A Sablier Bug That Wasn't Sablier: 4 Gotchas from Tracing a Traefik Plugin Failure

Sablier gives you Cloud-Run-style scale-to-zero for self-hosted Docker containers. Requests hit a reverse-proxy middleware, the middleware wakes the target container on demand, and the container shuts down again after an idle timeout. I spent an afternoon tracing a sporadic invalid middleware error that Sablier users have been reporting for months. The bug was not in Sablier. The work produced three public artifacts: a deterministic reproduction repo, an upstream issue, and a fix PR. Here are four things worth knowing before you debug your next invalid middleware error.

A refactor shipped in a Traefik point release quietly made every plugin startup depend on plugins.traefik.io being reachable, and no single middleware owner was positioned to notice.

1. The bug lived in the refactor, not the feature

The symptom landed in Sablier’s tracker as invalid middleware "whoami-sablier@file" configuration: invalid middleware type or middleware does not exist. Sablier ships a Traefik plugin, so naturally that is where users file. It was not Sablier’s bug.

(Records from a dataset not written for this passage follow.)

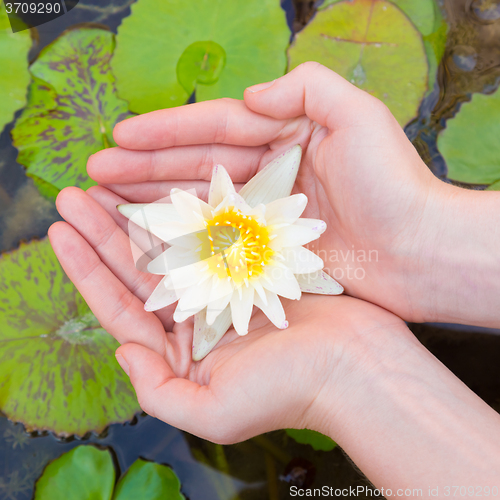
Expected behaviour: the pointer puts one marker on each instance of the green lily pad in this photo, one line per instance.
(148, 480)
(72, 109)
(470, 142)
(87, 472)
(14, 48)
(372, 44)
(318, 441)
(494, 187)
(84, 472)
(427, 18)
(57, 366)
(167, 50)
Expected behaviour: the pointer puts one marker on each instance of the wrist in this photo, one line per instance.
(455, 268)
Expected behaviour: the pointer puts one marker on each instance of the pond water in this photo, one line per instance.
(261, 467)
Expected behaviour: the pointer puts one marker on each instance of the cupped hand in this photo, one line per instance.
(360, 173)
(266, 380)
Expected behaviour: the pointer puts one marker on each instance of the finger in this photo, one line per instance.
(111, 244)
(118, 165)
(109, 201)
(314, 90)
(222, 121)
(177, 401)
(119, 311)
(149, 192)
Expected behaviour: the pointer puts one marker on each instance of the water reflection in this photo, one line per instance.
(485, 11)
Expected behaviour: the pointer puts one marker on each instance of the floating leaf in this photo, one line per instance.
(427, 18)
(470, 143)
(318, 441)
(89, 473)
(148, 480)
(14, 77)
(167, 50)
(84, 473)
(72, 109)
(57, 366)
(372, 44)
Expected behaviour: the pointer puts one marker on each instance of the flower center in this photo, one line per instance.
(238, 246)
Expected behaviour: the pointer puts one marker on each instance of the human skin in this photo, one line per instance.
(434, 246)
(357, 374)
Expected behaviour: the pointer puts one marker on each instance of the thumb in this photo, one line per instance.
(177, 401)
(314, 90)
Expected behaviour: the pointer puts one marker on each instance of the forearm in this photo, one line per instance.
(407, 421)
(455, 272)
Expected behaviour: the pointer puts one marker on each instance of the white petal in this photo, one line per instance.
(320, 283)
(150, 214)
(193, 300)
(301, 260)
(280, 280)
(205, 336)
(273, 309)
(184, 277)
(291, 236)
(241, 309)
(216, 307)
(161, 297)
(220, 186)
(316, 225)
(232, 200)
(172, 258)
(285, 210)
(275, 180)
(190, 208)
(173, 230)
(259, 289)
(221, 293)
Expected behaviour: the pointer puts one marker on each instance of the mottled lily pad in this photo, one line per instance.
(88, 473)
(318, 441)
(14, 75)
(470, 142)
(217, 48)
(57, 366)
(372, 44)
(72, 109)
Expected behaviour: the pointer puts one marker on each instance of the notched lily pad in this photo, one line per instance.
(318, 441)
(88, 473)
(14, 48)
(372, 44)
(215, 47)
(57, 366)
(201, 62)
(470, 142)
(72, 109)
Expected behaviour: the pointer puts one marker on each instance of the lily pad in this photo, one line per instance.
(318, 441)
(84, 472)
(217, 48)
(72, 109)
(57, 366)
(372, 44)
(14, 48)
(427, 18)
(148, 480)
(470, 142)
(88, 473)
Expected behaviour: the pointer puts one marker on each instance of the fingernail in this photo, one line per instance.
(260, 86)
(122, 363)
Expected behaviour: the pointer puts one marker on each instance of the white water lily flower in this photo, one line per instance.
(234, 252)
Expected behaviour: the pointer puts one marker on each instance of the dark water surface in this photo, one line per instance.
(252, 470)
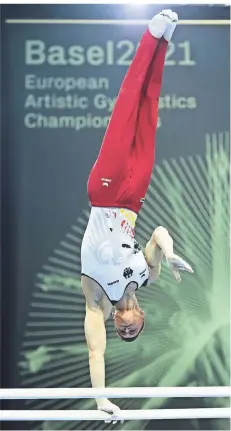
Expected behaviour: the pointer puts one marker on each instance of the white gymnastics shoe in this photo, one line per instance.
(163, 24)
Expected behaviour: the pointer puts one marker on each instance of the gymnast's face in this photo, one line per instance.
(129, 323)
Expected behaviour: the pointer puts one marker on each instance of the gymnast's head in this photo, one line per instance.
(129, 323)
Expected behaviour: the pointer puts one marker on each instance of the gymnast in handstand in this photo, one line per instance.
(113, 264)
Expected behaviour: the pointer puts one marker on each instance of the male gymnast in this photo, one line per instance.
(113, 264)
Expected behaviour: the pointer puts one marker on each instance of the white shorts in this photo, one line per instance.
(110, 254)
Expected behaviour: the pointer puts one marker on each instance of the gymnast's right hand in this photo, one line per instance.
(106, 406)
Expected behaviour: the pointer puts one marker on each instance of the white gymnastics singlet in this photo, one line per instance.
(110, 254)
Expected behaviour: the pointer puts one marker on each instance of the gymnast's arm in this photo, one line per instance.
(159, 245)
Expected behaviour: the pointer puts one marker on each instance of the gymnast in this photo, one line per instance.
(113, 264)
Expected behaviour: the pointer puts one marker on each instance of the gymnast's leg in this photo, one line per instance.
(111, 169)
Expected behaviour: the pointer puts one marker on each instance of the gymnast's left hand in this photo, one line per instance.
(177, 264)
(106, 406)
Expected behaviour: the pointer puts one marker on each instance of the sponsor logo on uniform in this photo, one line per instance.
(106, 182)
(113, 282)
(142, 274)
(128, 273)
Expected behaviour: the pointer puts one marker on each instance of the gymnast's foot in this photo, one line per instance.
(106, 406)
(163, 24)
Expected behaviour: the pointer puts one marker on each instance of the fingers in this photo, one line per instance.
(114, 416)
(176, 275)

Traefik v3.5.3 merged PR #12035, which refactored the plugin system. The refactor split a monolithic client into a Manager, a Downloader, and new hash-verification plumbing. What the release notes did not flag is that this shape couples every plugin startup to plugins.traefik.io reachability. The Manager.InstallPlugin path unconditionally calls Downloader.Download, then Downloader.Check. Either call hits the registry. Either failure aborts install.

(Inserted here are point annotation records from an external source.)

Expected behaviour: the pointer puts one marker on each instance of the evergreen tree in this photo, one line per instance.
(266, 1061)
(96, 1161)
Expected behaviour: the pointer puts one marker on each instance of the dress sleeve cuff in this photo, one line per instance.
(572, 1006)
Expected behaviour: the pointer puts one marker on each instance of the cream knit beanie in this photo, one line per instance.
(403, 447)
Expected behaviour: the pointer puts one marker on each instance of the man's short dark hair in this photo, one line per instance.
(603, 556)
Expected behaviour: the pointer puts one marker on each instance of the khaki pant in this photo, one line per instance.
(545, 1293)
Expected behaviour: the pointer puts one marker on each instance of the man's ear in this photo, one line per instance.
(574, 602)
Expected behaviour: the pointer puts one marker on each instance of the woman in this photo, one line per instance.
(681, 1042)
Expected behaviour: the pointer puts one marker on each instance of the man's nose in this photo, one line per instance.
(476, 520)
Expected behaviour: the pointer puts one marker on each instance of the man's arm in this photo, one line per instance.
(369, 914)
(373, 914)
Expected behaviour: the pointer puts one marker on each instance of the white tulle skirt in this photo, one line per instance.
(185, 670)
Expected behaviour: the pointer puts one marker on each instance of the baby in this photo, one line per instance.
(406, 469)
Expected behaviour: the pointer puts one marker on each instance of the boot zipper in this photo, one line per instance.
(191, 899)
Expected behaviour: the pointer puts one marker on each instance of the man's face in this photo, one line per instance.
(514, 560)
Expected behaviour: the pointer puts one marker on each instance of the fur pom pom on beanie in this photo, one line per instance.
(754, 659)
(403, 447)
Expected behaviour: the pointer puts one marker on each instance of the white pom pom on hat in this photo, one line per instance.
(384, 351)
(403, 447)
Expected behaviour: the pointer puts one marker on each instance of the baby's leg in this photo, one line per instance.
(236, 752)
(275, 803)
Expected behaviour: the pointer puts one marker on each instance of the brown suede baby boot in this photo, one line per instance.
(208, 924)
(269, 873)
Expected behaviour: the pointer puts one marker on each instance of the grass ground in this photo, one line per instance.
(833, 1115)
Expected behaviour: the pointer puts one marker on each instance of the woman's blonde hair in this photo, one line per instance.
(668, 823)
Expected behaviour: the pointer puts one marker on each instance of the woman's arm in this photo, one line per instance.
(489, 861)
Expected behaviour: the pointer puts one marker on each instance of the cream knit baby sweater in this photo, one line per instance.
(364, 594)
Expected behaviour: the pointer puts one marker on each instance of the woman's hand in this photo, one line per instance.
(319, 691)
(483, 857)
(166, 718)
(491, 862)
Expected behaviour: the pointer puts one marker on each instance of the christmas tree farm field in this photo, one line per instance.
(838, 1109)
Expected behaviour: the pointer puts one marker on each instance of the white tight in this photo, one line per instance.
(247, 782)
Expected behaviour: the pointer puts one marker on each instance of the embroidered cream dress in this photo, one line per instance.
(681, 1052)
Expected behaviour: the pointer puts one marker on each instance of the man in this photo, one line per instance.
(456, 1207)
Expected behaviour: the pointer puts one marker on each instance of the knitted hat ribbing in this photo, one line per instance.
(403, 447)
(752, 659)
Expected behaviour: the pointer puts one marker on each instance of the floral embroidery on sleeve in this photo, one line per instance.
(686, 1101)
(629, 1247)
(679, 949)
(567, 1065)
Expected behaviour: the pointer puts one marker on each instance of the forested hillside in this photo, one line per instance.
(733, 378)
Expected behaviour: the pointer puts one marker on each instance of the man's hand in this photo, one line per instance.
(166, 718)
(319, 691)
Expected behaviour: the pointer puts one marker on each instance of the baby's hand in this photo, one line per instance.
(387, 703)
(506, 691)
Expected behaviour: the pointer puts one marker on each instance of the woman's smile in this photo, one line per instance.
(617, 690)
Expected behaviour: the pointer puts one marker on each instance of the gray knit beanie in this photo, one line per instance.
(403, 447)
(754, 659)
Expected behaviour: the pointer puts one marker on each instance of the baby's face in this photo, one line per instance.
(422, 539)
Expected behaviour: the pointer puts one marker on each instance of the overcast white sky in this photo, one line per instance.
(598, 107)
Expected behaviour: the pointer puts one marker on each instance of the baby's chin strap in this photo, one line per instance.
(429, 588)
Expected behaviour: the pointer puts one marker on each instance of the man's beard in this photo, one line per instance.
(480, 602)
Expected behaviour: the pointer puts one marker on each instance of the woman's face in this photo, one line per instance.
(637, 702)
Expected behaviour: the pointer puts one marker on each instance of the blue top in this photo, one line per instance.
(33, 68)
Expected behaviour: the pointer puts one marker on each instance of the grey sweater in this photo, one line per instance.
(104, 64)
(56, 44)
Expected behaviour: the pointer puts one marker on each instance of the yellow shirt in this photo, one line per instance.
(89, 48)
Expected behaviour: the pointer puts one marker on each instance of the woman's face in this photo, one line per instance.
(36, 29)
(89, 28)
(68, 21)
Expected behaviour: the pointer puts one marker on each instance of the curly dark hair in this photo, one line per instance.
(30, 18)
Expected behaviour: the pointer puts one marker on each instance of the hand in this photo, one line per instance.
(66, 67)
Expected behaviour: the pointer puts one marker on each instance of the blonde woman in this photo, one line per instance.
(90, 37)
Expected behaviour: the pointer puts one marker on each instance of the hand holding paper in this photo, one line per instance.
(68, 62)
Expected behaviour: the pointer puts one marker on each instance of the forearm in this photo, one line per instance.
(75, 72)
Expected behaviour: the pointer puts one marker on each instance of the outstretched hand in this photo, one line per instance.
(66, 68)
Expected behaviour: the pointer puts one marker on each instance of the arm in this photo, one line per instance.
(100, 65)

The affected code block on v3.5.3 is short enough to reproduce in full:

func (m *Manager) InstallPlugin(ctx context.Context, plugin Descriptor) error {
    hash, err := m.downloader.Download(ctx, plugin.ModuleName, plugin.Version)
    if err != nil {
        return fmt.Errorf("unable to download plugin %s: %w", plugin.ModuleName, err)
    }
    if plugin.Hash != "" {
        if plugin.Hash != hash { /* ... */ }
    } else {
        err = m.downloader.Check(ctx, plugin.ModuleName, plugin.Version, hash)
        if err != nil {
            return fmt.Errorf("unable to check archive integrity of the plugin %s: %w", plugin.ModuleName, err)
        }
    }
    return m.unzip(plugin.ModuleName, plugin.Version)
}

The Sablier issue title pointed at the symptom. The Traefik PR description described the change. Neither mentioned the coupling. The only way to see the full picture was to read the Traefik diff while holding the Sablier symptom in your head.

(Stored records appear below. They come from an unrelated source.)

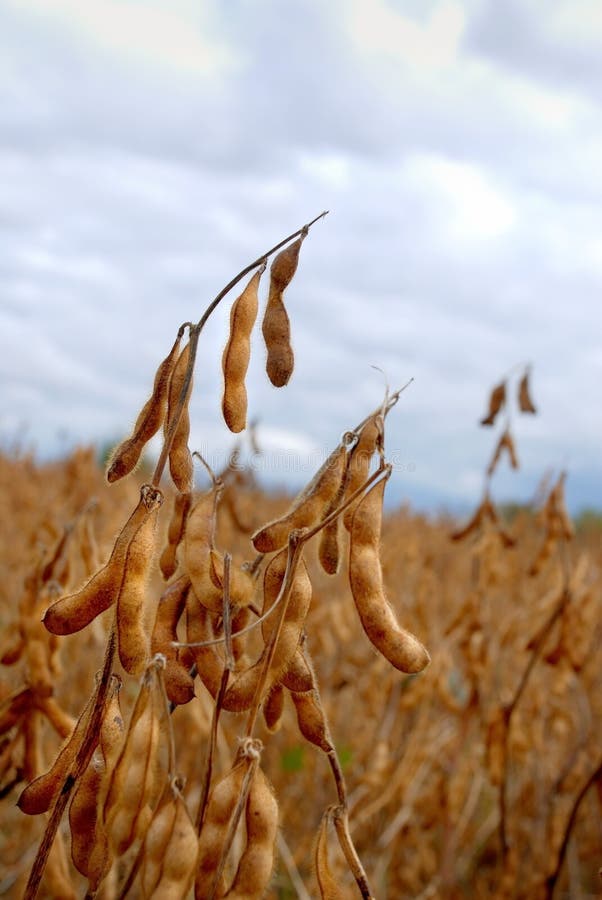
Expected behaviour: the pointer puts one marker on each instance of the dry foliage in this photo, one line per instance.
(267, 724)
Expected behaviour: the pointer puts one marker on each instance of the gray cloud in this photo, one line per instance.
(464, 235)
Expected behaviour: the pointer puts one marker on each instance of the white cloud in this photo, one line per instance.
(154, 149)
(378, 29)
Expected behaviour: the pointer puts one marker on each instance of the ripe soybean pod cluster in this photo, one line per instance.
(245, 623)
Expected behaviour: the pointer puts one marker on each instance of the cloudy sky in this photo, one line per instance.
(149, 150)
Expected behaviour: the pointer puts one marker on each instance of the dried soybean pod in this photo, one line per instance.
(179, 685)
(83, 823)
(273, 708)
(198, 543)
(235, 360)
(311, 720)
(111, 743)
(525, 403)
(73, 612)
(135, 779)
(276, 326)
(175, 532)
(240, 693)
(360, 457)
(170, 850)
(132, 632)
(220, 807)
(328, 547)
(299, 675)
(257, 861)
(401, 648)
(329, 887)
(497, 398)
(180, 458)
(38, 796)
(150, 419)
(284, 265)
(307, 509)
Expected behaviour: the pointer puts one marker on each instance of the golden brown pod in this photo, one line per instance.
(299, 675)
(73, 612)
(237, 353)
(312, 721)
(83, 821)
(257, 861)
(497, 398)
(126, 455)
(401, 648)
(273, 708)
(39, 796)
(180, 458)
(220, 807)
(360, 457)
(135, 783)
(133, 637)
(168, 562)
(276, 325)
(170, 850)
(308, 507)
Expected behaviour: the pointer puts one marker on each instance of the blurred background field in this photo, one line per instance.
(422, 755)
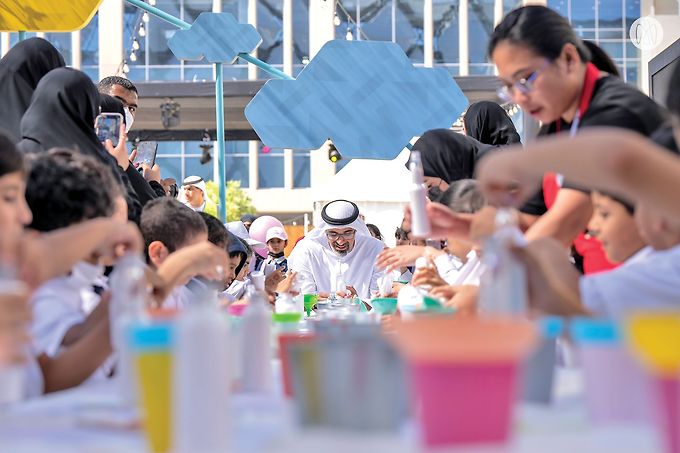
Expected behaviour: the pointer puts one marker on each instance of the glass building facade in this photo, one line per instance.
(148, 58)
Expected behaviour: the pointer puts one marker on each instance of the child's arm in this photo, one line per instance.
(609, 159)
(205, 259)
(77, 331)
(76, 363)
(552, 280)
(45, 256)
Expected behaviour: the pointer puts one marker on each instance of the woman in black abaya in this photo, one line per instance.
(488, 123)
(20, 71)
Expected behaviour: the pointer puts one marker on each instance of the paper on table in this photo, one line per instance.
(445, 339)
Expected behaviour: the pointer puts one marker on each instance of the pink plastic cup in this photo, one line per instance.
(464, 402)
(668, 411)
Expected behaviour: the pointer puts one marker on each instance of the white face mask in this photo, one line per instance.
(129, 119)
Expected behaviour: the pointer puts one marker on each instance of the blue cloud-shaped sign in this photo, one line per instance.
(366, 96)
(217, 37)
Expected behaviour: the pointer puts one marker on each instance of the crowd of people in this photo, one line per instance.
(593, 196)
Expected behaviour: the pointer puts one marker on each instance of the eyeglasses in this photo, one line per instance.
(333, 236)
(523, 85)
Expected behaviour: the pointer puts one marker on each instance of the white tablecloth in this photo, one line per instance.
(87, 420)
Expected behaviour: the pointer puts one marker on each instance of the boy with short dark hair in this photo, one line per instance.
(65, 188)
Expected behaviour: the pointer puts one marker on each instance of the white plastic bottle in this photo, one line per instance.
(420, 224)
(256, 339)
(201, 378)
(503, 287)
(128, 298)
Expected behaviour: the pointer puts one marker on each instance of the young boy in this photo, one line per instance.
(649, 277)
(177, 247)
(65, 188)
(277, 241)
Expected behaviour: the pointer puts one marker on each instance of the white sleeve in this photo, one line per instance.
(52, 318)
(652, 283)
(299, 262)
(448, 267)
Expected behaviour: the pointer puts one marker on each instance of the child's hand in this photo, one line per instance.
(287, 284)
(427, 276)
(123, 238)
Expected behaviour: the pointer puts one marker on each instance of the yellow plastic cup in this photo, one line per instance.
(151, 346)
(655, 340)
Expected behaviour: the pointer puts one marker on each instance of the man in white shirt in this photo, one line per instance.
(339, 252)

2. “Sporadic” is almost always a hidden dependency

The first reproduction attempt was an obvious one. Restart Traefik in a tight loop, hit the endpoint, grep the logs for the error, report how many restarts until it appears. I ran fifty iterations on a home network. Zero triggers.

That is diagnostic. When you cannot force a bug via timing or restart cadence, the variable is not timing. It is the reachability of some external dependency you did not know was in the path.

The deterministic reproduction is a one-line Docker override:

# docker-compose.netblock.yml
services:
  traefik:
    extra_hosts:
      - "plugins.traefik.io:127.0.0.1"

This maps the registry to localhost inside the container, so the install call gets connection refused. Trigger rate jumps from zero in fifty to one hundred percent on every start. The same technique works for any “sporadic after restart” bug where you suspect a hidden network call. Block the suspected dependency, watch what breaks.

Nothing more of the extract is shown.